2022-03-18

成算はあるか?〝迷途知返〟を看板に日本市場に再参入する【韓国・現代自動車】

EV「アイオニック5」(写真左)とFCV「ネッソ」で日本に再参入する現代自動車



米テスラを意識?

 そして2つ目の変化がデジタル化だ。現代自動車は今回の参入に当たって販売店(ディーラー)は設けず、オンライン販売で完結させる。日本でも「時間と場所の制約を受けずにクルマを購入するシーンが増えている」(同)からだ。特に「米テスラのオンライン販売が日本でも広がり、若い人を中心にクルマ購入に対する意識が変わっている」(アナリスト)点が大きい。

 さらに、新たな販売方式として採用したのがディー・エヌ・エー(DeNA)系のカーシェアサービス「Anyca(エニカ)」との協業。購入する前にEVやFCVの乗り心地などを体験してもらうための機会を用意する。「使用していない間はカーシェアに供することで収入が得られる。新たなファイナンスプランの開発にもつなげたい」とDeNA幹部は利点を語る。

 ただ、日本勢も黙っているわけではない。
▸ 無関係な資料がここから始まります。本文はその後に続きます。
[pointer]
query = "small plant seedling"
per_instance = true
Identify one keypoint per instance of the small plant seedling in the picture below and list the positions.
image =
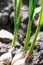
(17, 5)
(20, 60)
(32, 5)
(40, 23)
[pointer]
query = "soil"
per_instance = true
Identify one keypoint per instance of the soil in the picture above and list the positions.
(37, 55)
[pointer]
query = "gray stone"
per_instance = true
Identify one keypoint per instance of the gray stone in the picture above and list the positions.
(5, 36)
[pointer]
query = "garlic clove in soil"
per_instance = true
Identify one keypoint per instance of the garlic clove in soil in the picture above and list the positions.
(19, 58)
(6, 58)
(16, 57)
(20, 62)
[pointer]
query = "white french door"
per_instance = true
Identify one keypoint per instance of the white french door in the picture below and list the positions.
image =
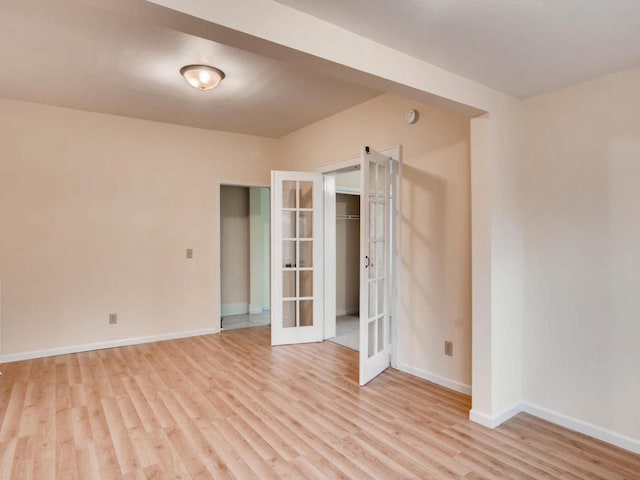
(296, 257)
(375, 278)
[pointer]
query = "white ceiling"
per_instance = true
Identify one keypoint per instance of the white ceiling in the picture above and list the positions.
(520, 47)
(71, 54)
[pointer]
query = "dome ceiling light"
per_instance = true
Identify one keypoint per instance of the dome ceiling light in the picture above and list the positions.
(202, 77)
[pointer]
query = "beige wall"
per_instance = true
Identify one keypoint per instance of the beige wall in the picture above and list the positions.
(96, 212)
(582, 267)
(436, 242)
(347, 255)
(234, 244)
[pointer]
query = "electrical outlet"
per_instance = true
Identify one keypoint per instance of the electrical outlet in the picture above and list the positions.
(448, 348)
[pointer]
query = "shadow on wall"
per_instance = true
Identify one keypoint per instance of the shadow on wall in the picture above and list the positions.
(423, 254)
(436, 282)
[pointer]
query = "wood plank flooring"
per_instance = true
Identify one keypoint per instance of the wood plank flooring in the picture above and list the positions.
(230, 406)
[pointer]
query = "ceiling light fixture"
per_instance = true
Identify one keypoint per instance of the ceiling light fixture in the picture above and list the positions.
(202, 77)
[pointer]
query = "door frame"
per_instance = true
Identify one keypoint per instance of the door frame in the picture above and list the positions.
(217, 232)
(329, 170)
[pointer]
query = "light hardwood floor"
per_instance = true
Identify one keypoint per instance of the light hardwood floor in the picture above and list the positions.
(230, 406)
国内での個人販売はしばらく先になるが、春先にはトヨタがサブスクリプション(定額課金)サービスで同社初となる量産型EV「bZ4X」を投入する。日産自動車は3月から500万円台のSUVのEV「アリア」を販売するほか、SUBARUもSUVのEVの販売を予定している。

 さらには中国勢も中国第一汽車集団が大阪市内に日本初の販売店を設置済み。22年夏にはSUVのEVを投入し、同年中には東京都内でも店舗を設けるなど、リアルでの進出で日本に攻勢をかけようとしている。

 その中で現代自動車が抱える独自の課題としては、点検・整備などのメンテナンス拠点をどれだけ広げていけるかがある。同社は今夏に横浜市内に直営拠点を設置するが、基本的には「全国の整備工場と協力していく」(加藤氏)考え。23年以降に主要都市に広げていく計画だが、「どれだけの協力整備工場を確保できるかがポイント」(前出のアナリスト)だ。


期間限定で原宿駅近くにオープンしている「ヒョンデ ハウス 原宿」

 自動車業界はまさに群雄割拠の様相。電動化の進展でソニーグループをはじめ、アップルなど異業種の参入も取り沙汰される。人口減少や若者のクルマ離れが顕著になりつつあるが、「ヒュンダイ」を「ヒョンデ」と改めた現代自動車の再参入など、多様な電動車の投入で国内市場が活発化するかもしれない。